My Pie-in-the-Sky iOS 10 Wish List

There's been plenty of great posts across the web about what to expect at WWDC next week (ref. the Verge & iMore, for starters).

Instead of doing an educated-guess of what to expect, here are three things I would love to see in iOS 10 (but have no expectation of seeing):

Folder Navigation Redesign

The navigation style of folders in iOS is frustrating: a 3x3 grid, which you have to swipe side-to-side to navigate if you have more than 9 apps in a single folder. At present, I have 219 apps on my phone (because I am a crazy person), so I have a lot of folders. 

Folders should scroll vertically, while maintaining their central location in the screen.
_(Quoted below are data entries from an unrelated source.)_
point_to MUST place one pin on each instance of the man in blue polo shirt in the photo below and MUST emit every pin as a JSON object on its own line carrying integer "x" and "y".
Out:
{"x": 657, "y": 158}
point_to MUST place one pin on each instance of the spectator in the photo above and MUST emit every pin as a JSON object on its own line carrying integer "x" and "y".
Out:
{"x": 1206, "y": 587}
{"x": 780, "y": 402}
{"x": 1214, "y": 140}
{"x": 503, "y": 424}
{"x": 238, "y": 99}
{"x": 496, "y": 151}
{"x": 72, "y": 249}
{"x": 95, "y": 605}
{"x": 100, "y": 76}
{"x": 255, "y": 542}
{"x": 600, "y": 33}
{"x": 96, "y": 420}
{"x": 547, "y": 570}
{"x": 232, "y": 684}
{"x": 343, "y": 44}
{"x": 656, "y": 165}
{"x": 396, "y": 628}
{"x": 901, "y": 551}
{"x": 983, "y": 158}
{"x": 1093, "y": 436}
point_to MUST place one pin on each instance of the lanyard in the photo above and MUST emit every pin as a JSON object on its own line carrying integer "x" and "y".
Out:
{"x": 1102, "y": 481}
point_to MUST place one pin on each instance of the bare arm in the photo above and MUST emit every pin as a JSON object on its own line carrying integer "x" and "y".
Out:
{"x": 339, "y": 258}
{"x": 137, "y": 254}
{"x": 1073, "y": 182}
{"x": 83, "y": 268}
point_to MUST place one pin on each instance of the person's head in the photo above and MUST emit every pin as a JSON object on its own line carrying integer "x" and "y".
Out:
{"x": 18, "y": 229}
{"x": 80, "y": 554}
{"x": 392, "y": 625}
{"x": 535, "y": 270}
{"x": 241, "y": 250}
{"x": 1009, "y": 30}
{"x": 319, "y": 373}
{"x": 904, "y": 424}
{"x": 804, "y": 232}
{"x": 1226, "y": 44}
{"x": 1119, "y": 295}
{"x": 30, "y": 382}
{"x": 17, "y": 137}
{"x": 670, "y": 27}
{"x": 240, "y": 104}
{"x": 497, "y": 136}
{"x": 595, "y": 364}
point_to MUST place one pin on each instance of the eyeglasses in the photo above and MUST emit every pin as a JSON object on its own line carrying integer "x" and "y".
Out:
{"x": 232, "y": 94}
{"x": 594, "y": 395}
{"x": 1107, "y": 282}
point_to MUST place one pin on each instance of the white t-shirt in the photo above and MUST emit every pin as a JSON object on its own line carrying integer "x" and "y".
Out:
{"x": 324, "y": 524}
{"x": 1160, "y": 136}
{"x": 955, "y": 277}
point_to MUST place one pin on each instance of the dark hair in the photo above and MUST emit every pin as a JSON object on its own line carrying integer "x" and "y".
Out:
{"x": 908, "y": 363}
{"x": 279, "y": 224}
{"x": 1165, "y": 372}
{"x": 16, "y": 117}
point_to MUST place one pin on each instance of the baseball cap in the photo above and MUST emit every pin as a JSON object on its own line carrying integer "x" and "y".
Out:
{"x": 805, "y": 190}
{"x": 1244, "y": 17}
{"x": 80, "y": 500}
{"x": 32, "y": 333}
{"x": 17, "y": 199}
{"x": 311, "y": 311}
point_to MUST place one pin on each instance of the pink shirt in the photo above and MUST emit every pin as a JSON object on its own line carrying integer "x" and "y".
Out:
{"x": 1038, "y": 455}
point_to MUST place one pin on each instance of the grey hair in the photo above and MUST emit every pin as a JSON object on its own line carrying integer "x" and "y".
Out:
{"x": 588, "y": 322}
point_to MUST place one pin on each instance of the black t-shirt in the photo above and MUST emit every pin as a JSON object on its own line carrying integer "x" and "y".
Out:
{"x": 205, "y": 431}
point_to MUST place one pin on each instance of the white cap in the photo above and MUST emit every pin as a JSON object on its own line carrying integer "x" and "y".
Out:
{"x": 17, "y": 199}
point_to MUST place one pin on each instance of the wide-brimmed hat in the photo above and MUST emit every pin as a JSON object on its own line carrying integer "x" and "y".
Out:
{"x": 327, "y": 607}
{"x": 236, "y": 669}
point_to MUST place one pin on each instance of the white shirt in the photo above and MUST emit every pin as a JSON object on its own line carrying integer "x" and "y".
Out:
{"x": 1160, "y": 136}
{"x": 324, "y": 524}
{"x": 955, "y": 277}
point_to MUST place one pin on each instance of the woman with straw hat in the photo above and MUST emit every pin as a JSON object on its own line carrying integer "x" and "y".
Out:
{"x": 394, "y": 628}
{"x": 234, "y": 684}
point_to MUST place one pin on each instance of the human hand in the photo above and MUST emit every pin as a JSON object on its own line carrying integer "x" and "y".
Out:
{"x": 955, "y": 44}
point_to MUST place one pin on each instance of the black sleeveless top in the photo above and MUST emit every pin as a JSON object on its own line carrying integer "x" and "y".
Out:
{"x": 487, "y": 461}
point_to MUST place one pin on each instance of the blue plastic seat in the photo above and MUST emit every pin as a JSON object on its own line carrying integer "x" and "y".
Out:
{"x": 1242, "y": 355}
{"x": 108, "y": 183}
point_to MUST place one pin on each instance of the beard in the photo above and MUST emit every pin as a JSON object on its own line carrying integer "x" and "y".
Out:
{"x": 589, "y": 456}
Scrolling up and down one-handed is easier than scrolling side-to-side when you're using a larger phone. In ergonomic terms, It just feels better.

Re-envision the Springboard

The iPhone homescreen hasn't changed much since iOS launched: it's still a basic grid of apps. Yes, there are folders, and yes, there are more rows of icons as the phones have been embiggened, but there have been no functional changes.

The onus is still on the user to dive into each and every individual app and take discrete actions. There is no usable, glanceable information in the form of homescreen widgets. There are widgets available in the "Today" tab of the notification curtain, but the bifurcation of the "Today" and "Notifications" tabs make the widgets kept there less useful. If you get a notification, you don't think to check the "Today" tab as well; again, the onus is on the user. 

Windows may have lost the mobile OS era entirely, but they were onto something with LiveTiles. Interactive app icons would add incredible value to the homescreen. 

Default App Choice, or, "Let Me Choose Default Apps for Crying Out Loud"

The fact that iOS is as sophisticated as it is and still doesn't allow for default apps choices at the system level is infuriating. 

Apple has gone to incredible lengths to promote a robust app platform. But they undercut it by forcing users to use their own 1st party apps for things like mail, messaging, photos, podcasts, etc. I would much rather be able to set Inbox by Google, Camera+, and Overcast as my email/camera/podcast apps. The fact that Google and others have to use deep-linking and other tricks to workaround this severe limitation is a bit ridiculous at this stage.

When iOS 7 launched and all the skeuomorphic design elements were removed and replaced with flat and open designs, there was talk of how when the iPhone was initially released, analog comparisons still needed to be made in things like the calendar app, for the users' benefit. But by the time of iOS 7, we had all become acclimated to smartphones and no longer need those comparisons. We had matured as users. 

Apple believes its iOS devices are the future of computing, but it hasn't reached a mature view of how people will want to use these devices in the way they envision. They want people to buy an iPad Pro as their primary computer, yet they have so far refused to let people change these basic settings. (This is the one single feature that makes me look oh-so-longingly at Android, year after year.) It's time that Apple trusted its users a bit more, and let them decide which apps they want to use to get things done.